Offices closed, system access blocked – thousands of employees on Twitter fear for their jobs. Mass layoffs imminent following takeover by billionaire Elon Musk. The social media group announced that it would inform the workforce by e-mail by Friday, 5 p.m. Central European Time, who had to go and who could stay. “In an effort to put Twitter on a healthy path, we will undertake the difficult process of downsizing the global workforce,” the email, seen by Reuters, said. According to US media, about half of the 7,500 employees will lose their jobs.

Some employees wrote on their Twitter accounts that their access to IT was already blocked – a sign that they will probably lose their jobs. “Looks like I’m unemployed. I just got logged out of my work laptop and removed from Slack,” wrote a user who describes himself as a former senior community manager at Twitter.

A heavily pregnant Twitter employee also said that access to her work laptop was disabled a few hours after the announcement. The woman, who is eight months pregnant and already has a nine-month-old, shared a picture of herself on Twitter: “Last Thursday at the SF [San Francisco] office was truly the last day Twitter was Twitter.” , she wrote.

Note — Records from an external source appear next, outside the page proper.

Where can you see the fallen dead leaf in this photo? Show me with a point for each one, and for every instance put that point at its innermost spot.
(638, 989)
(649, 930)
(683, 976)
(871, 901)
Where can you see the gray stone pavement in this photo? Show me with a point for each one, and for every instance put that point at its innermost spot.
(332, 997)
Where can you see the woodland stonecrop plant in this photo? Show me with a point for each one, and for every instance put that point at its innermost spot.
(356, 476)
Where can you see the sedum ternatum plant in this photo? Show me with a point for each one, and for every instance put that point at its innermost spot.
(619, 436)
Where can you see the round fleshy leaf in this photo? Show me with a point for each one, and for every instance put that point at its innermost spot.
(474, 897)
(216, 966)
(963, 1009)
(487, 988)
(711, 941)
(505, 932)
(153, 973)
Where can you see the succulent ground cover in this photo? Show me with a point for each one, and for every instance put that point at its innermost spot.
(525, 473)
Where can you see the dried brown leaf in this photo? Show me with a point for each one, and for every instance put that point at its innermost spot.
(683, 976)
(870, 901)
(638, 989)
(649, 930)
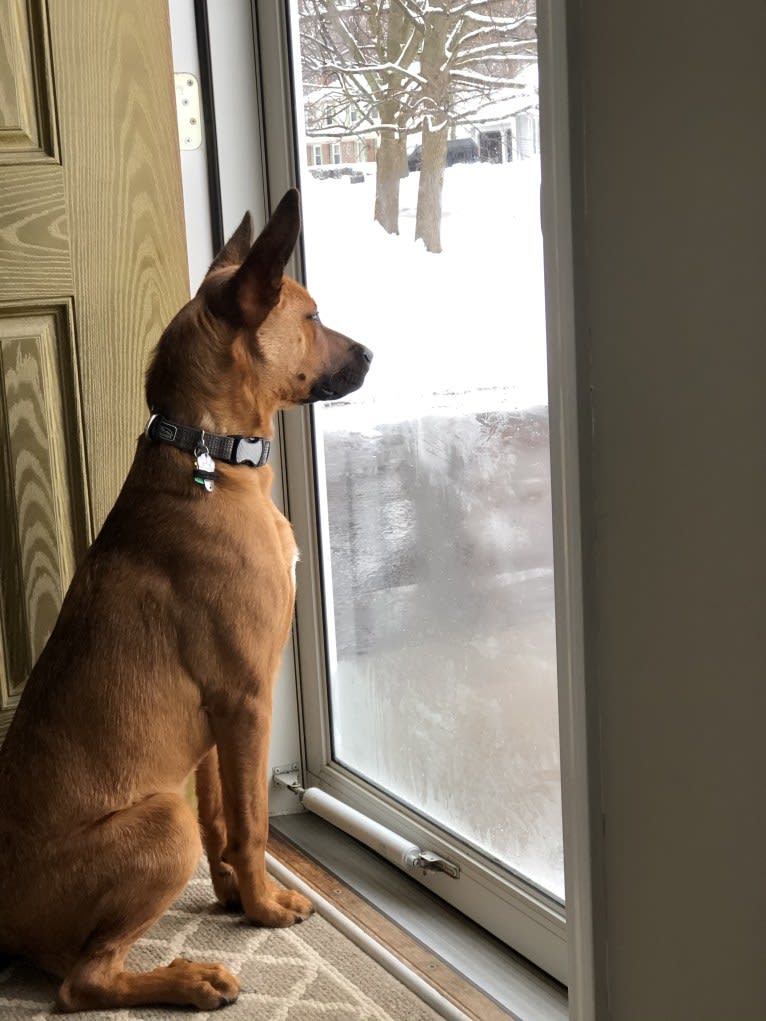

Employees shouldn’t even show up at the office on Friday. “If you’re in or on your way to the office, please go home,” the email said. Anyone who is allowed to stay will be informed via their official e-mail address. Those who have to leave will receive instructions on the next steps via their private email address. Until then, the offices would remain closed and all access cards would be deactivated “to ensure the security of all employees, the Twitter systems and customer data,” it said.

A group of five employees who have already been fired are fighting back: They filed a class action lawsuit against Twitter. The company did not give them 60 days notice before they were fired, as required by California and US law. The five refer to the Worker Adjustment and Retraining Notification (Warn) Act, which requires timely termination in the event of mass layoffs or plant closures.

The announcement did not come as a complete surprise to Twitter employees. Musk took over Twitter at the end of October after months of wrangling for $44 billion (around €44 billion) and immediately fired the head of the short message service, Parag Agrawal, and other key managers. Shortly before the takeover, the Washington Post quoted Musk as saying that he wanted to reduce the number of employees to 2,000.

Twice during the week meetings for all employees were called, only to be canceled hours later. Employees told Reuters they had to gather information themselves from the media, anonymous Internet forums and private chat groups.